Can removed revealing orange "goo"

Filter re-assembled

I suspect that the insertion loss has gone up a couple of dBs on what it was – not sure how much damping the foam produces (lets face it there can’t be much mechanical displacement at 455kHz)! Possibly the transformers at each end need tweaking but I don’t have a wobbulator so I didn’t mess with them. The good news is the rig’s back on the air and apparently sounding fine.

 The only other real problem area with this example is neutralisation of the PA on the HF bands. I don't think that the 6146 in there is the original and I've heard somewhere that the valve manufacturer is a bit critical in this regard. I've used the transmitter successfully on the 20 and 15 metre bands but 10m has never quite tuned up properly. Presently, I'm getting self-oscillation on all the HF bands so maybe another of the horrible H...s capacitors has given up the ghost. I shall have to investigate.

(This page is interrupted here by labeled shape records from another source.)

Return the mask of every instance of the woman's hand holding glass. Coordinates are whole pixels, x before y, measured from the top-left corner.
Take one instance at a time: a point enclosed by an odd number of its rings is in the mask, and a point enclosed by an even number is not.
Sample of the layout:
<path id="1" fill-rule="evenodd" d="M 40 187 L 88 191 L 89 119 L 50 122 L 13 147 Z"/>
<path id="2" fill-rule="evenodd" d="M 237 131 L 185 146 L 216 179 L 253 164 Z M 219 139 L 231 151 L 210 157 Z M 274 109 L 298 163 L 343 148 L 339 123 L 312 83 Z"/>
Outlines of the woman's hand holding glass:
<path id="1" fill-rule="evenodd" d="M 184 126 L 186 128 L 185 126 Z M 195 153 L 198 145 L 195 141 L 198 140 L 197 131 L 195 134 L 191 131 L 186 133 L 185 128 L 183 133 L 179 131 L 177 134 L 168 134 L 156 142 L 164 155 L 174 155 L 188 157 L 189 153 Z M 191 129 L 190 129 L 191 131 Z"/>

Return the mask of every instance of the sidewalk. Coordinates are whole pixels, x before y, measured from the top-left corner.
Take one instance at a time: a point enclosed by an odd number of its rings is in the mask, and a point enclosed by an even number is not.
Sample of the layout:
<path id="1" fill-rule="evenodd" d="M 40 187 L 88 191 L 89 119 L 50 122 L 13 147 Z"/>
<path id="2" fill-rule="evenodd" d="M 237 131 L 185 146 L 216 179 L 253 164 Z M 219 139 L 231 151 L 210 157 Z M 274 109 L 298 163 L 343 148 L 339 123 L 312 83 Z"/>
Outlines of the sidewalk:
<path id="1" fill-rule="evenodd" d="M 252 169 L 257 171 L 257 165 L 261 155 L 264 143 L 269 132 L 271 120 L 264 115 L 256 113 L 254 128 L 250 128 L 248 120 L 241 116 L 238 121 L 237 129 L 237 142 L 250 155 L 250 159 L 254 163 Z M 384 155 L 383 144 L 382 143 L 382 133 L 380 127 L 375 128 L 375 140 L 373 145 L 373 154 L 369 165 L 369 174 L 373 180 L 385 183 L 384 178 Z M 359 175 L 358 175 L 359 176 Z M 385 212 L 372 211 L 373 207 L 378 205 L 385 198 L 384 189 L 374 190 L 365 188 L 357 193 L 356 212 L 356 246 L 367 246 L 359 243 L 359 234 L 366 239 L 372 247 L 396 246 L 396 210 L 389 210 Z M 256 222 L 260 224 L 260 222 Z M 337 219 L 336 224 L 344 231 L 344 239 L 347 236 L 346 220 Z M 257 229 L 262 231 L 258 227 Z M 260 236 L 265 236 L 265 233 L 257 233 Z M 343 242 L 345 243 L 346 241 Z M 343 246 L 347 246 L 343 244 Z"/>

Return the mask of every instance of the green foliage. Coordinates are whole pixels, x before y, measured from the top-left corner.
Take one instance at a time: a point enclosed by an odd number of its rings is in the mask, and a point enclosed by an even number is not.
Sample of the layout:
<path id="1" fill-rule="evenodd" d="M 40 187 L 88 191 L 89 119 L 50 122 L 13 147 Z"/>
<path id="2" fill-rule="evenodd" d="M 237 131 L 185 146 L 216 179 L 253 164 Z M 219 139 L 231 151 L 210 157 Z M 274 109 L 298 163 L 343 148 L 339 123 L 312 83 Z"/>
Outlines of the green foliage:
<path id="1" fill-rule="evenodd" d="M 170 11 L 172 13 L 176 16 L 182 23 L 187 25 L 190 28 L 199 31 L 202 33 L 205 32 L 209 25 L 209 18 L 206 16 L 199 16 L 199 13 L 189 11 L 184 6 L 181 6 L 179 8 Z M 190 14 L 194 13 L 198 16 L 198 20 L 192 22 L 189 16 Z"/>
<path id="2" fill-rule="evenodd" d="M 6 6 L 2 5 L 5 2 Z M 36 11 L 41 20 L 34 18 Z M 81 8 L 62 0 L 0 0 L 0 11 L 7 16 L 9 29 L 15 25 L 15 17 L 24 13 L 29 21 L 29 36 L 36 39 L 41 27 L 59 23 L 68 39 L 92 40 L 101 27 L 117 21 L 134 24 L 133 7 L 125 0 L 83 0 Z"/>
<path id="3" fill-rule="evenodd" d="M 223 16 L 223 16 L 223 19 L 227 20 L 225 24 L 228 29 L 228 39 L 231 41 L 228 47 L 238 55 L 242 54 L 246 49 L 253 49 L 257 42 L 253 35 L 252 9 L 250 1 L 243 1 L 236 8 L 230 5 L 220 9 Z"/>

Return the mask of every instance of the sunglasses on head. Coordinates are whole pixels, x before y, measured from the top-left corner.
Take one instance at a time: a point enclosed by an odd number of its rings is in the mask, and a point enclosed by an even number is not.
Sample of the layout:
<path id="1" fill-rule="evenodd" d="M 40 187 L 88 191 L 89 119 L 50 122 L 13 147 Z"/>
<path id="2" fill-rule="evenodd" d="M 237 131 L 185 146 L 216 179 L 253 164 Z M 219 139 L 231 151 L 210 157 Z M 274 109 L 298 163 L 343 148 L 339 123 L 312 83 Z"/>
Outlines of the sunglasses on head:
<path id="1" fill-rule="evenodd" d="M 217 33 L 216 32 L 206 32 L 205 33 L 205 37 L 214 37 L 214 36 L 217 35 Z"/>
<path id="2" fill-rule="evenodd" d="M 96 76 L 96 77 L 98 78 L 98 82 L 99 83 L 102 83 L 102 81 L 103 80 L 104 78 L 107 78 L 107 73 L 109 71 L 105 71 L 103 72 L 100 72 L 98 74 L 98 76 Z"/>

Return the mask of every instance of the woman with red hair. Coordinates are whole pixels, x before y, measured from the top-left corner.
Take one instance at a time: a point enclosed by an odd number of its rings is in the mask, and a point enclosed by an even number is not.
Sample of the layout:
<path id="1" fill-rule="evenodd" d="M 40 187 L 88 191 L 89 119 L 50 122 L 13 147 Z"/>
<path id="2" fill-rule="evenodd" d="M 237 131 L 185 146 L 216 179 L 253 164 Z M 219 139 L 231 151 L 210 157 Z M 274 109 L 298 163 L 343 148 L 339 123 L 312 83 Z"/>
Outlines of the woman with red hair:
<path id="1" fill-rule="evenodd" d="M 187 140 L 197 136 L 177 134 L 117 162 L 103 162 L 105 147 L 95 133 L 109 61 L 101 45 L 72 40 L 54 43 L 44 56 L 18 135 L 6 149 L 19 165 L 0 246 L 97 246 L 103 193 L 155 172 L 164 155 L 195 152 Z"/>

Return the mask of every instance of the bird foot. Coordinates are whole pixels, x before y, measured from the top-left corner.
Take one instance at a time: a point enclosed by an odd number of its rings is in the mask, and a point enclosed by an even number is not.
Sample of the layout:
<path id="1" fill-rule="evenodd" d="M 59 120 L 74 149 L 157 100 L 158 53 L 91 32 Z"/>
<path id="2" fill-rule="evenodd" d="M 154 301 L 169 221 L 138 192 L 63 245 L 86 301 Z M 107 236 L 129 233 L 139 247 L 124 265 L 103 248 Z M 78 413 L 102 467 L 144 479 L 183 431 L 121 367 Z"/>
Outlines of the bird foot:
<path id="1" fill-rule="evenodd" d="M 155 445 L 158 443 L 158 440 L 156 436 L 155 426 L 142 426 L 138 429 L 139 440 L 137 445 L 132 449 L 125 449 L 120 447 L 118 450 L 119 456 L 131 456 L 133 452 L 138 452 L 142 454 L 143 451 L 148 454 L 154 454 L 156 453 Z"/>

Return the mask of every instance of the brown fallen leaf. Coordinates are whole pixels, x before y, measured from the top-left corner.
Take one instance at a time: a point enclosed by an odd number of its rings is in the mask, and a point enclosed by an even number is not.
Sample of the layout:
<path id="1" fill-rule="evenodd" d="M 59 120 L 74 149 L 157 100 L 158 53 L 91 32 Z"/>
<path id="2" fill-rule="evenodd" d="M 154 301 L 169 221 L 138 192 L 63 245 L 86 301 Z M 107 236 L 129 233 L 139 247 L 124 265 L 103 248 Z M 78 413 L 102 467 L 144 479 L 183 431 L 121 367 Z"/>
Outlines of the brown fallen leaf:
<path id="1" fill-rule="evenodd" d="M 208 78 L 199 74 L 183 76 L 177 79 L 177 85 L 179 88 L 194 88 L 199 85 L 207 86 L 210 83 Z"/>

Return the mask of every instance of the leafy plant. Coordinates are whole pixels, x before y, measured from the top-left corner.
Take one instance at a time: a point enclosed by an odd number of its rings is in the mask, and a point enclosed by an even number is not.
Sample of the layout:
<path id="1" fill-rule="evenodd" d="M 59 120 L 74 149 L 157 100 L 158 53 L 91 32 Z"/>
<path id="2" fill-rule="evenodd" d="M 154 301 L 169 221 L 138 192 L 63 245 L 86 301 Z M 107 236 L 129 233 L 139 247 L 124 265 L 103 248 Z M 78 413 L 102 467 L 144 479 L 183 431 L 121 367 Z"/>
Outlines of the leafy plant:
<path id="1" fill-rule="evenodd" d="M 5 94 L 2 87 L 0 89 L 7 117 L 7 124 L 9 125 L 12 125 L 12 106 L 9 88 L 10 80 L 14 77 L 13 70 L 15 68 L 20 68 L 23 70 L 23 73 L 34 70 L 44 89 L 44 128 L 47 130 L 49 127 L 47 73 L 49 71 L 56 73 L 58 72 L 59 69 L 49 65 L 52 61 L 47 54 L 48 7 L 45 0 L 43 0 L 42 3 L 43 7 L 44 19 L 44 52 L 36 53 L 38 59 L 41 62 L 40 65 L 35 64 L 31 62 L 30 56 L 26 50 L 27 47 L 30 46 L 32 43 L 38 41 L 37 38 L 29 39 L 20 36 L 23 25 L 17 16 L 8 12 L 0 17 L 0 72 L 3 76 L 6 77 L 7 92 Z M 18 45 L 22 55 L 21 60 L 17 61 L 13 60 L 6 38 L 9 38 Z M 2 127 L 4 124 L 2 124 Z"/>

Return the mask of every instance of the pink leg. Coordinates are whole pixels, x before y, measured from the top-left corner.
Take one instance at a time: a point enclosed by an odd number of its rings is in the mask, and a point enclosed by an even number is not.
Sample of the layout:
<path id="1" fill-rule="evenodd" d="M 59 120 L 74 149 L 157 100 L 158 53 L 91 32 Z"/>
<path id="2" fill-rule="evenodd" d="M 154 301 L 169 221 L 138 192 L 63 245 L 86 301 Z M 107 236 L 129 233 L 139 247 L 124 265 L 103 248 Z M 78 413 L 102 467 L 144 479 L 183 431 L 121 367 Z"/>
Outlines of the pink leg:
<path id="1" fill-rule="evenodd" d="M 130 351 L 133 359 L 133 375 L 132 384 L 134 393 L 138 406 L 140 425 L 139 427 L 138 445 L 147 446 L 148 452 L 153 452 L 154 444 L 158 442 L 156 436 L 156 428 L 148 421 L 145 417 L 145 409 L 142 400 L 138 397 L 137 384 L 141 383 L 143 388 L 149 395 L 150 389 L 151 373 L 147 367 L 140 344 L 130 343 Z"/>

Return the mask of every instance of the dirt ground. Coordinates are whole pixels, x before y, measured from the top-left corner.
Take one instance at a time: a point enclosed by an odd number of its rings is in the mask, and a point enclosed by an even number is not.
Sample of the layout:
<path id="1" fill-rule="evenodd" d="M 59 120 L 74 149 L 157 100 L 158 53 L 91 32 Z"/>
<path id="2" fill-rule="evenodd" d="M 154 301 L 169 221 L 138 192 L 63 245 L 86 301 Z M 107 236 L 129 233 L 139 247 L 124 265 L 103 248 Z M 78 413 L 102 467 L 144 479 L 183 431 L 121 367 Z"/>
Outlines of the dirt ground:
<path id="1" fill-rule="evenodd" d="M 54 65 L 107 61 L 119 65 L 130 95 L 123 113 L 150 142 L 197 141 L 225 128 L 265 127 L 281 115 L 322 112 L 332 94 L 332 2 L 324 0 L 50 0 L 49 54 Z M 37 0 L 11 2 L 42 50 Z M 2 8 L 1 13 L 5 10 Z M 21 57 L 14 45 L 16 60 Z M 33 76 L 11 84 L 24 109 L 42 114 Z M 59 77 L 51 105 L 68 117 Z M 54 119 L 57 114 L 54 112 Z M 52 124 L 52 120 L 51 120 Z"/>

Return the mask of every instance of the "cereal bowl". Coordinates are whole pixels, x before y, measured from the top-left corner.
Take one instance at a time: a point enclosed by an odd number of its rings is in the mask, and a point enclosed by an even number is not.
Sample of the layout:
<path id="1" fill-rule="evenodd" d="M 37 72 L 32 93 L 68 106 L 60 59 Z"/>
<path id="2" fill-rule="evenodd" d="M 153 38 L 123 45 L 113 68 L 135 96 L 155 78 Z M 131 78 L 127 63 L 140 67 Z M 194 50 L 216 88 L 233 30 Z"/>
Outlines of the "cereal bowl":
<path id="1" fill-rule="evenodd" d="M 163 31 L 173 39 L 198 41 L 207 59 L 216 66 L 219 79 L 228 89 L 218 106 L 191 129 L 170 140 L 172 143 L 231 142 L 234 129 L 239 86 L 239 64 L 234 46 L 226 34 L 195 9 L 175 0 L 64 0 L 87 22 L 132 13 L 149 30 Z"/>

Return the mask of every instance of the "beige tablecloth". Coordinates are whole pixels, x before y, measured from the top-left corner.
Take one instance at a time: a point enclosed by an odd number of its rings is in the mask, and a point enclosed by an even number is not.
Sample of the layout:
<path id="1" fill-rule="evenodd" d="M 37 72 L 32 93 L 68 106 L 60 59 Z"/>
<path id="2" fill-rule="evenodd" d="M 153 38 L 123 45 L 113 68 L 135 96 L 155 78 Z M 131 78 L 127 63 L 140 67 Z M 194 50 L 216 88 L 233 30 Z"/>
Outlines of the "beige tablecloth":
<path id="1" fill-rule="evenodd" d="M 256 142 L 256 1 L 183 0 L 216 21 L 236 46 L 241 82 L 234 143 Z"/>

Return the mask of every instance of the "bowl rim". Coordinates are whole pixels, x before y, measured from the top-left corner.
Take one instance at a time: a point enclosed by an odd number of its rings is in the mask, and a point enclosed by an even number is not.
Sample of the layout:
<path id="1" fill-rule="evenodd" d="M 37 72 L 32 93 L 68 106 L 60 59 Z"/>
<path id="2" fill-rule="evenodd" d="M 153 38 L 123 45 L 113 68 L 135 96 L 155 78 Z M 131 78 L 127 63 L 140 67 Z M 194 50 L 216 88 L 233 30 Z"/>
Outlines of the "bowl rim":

One of the more recent disasters was the destruction of the TX power supply. I only use the rig sporadically so I suppose leaving it switched on whilst going to lunch one day was a bit foolhardy! I returned to a dead transceiver and the acrid stench of ex-transformer. The bench area was stained brown all around the rig leaving a "crime scene" type outline! I think the wax smoke must have drifted downwards as the ceiling mounted smoke detector hadn't uttered a single beep. It turned out that one of the snubber capacitors included to remove the commutation spikes from the rather ancient HV diodes had gone short circuit. Unfortunately, the series resistor was just too high to cause the fuse to blow but low enough to seriously overload the transformer which is now a blackened ruin. Until I can get another transformer I'm running the TX using a voltage doubler arrangement straight off the mains. As long as I remember it's not isolated, things will be OK (don't try this at home, folks!).

So, hopefully there are many more years of operating left in the old rig. Transistors - who needs 'em!